Segunda. Europa sufre más el conflicto bélico por proximidad geográfica y por decisiones geoestratégicas poco afortunadas y de trasfondo delicado. Es bien conocida la dependencia energética del grueso|grosor de las economías del centro y este europeo del gas y derivados petrolíferos procedentes de Rusia o de otras economías con escasa solera democrática. La búsqueda de proveedores y productos alternativos ha afianzado la razón de ser del proyecto europeo pero también requerido tiempo y un esfuerzo económico considerable. Desde el estallido de la guerra, la Unión Europea ha importado gas natural licuado procedente de los Estados Unidos a un coste tres veces superior al de 2019 y, ciertamente, el déficit comercial de los Estados Unidos con Europa se reducirá sensiblemente porque este año el valor de sus exportaciones aumentará un 30%. La industria militar y de la energía han hecho pues un buen negocio de la dependencia europea. Pero la fragilidad geoestratégica de la unión ya se avistaba cuando los precios de los productos energéticos se subieron al verano y otoño del 2021 en pleno tira y afloja con Putin por la luz verde en el gasoducto Nord Stream 2. Entonces miramos hacia otro lado...

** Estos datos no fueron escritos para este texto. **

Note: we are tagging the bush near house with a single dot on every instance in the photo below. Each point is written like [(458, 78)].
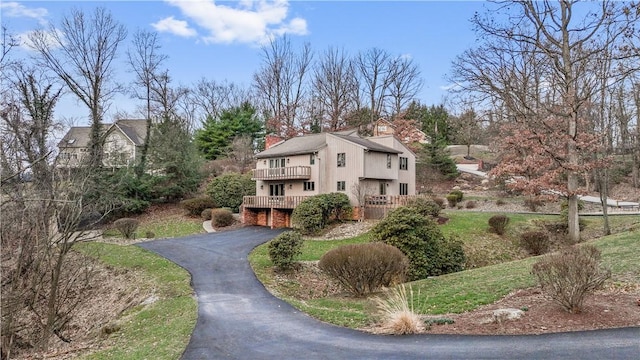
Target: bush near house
[(420, 239), (127, 227), (228, 189), (196, 206), (284, 249), (425, 206), (315, 213), (364, 268), (498, 224), (221, 217)]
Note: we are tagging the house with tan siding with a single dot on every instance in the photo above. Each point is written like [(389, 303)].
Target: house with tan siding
[(122, 143), (379, 168)]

Tercera. Es bien cierto que el redactado del IRA rompe el principio de reciprocidad, destila un trato discriminatorio, rezuma competencia desleal y amenaza con desviar inversiones productivas. Nunca nada es casual ni superfluo. Vivimos huérfanos de instituciones que gestionen una gobernanza global y la Organización Mundial del Comercio (OMC) hace tiempo que sufre el menosprecio de sus normas por algunas de las principales economías exportadoras. Al trasfondo de las ocurrencias económicas de Trump se percibía una intensa lucha por el liderazgo tecnológico de un mundo en plena revolución digital y transformación del modelo energético. Con mejores palabras, la Administración Biden escala el conflicto porque el liderazgo del 5G, la producción de circuitos integrados, las aplicaciones de la inteligencia artificial, el acceso a los metales procedentes de las tierras raras, el control de la nueva ruta de la seda o la protección de la propiedad intelectual son argumentos que alimentan la lucha por el juego de tronos. No nos tendría que extrañar que los rivales fuercen Europa a tomar partido. Estados Unidos juega sus cartas atizando la inversión militar europea, reforzante los vínculos con la OTAN y comprometen el uso de sistemas militares con tecnología americana.

¿Y así pues? Mientras se negocia un mejor trato con el amigo americano, convendría adelantar|avanzar trabajo buscando la máxima rentabilidad económica y social en el uso de los fondos Next Generation, porque quien no tiene hitos, es poco probable que los alcance.